I have parquet files for 2 Billion records with GZIP compression and the same data with SNAPPY compression. Also, I have Delimited files for the same 2 Billion records. We have 72 Vertica nodes in AWS prod, we are seeing a huge performance spike for parquet files while moving data from s3 to Vertica with COPY command than Delimited files. Parquet takes 7x more time than Delimited files eventhough delimited file size is 50X more than parquet.
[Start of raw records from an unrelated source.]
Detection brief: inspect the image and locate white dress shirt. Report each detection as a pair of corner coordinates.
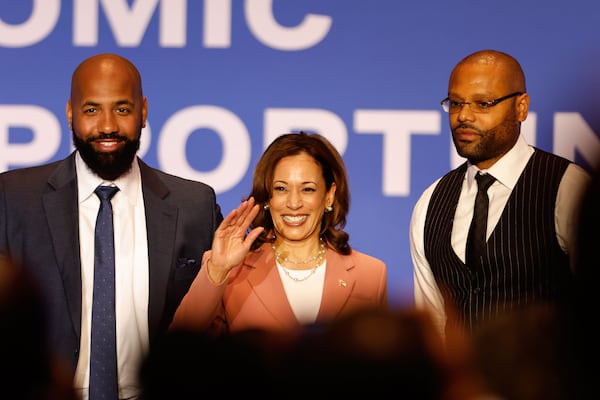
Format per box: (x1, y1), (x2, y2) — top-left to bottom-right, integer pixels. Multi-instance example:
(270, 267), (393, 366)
(74, 152), (150, 400)
(410, 135), (591, 338)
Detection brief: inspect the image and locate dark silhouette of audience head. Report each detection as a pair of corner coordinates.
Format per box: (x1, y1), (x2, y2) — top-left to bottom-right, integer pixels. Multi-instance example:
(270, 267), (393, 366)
(143, 307), (496, 399)
(139, 328), (282, 398)
(0, 256), (76, 400)
(470, 302), (579, 400)
(277, 307), (449, 397)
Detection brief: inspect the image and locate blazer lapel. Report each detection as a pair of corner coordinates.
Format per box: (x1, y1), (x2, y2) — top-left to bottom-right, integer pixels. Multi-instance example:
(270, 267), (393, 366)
(44, 153), (82, 338)
(245, 246), (300, 329)
(316, 250), (355, 323)
(138, 160), (178, 336)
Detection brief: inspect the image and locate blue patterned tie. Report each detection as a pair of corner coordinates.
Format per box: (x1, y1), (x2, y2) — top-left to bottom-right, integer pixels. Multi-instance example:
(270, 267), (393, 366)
(90, 185), (120, 400)
(466, 172), (496, 268)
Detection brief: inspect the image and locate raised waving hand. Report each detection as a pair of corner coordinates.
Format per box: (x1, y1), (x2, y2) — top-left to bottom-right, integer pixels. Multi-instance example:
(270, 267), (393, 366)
(206, 197), (264, 283)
Below are the stats for the test we conducted.
Total file sizes are
Parquet GZIP - 6 GB
Parquet Snappy - 9.2 GB
Delimited - 450GB
Below are the copy command used for both Parquet and Delimited. We did see some 2 mins improvement when we removed "No commit" in the copy query.
Delimited files
COPY schema.table1 ( col1,col2,col3,col4,col5 ) FROM 's3://path_to_delimited_s3/*' DELIMITER E'\001' NULL AS '\N' NO ESCAPE ABORT ON ERROR DIRECT NO COMMIT;
Parquet files
COPY schema.table2 (col1,col2,col3,col4,col5 ) FROM 's3://path_to_parquet_s3/*' PARQUET ABORT ON ERROR DIRECT NO COMMIT;
We are surprised to see this spike w.r.t parquet files, Is this expected for parquet copy? Any pointers, thoughts will be really helpful.
Thanks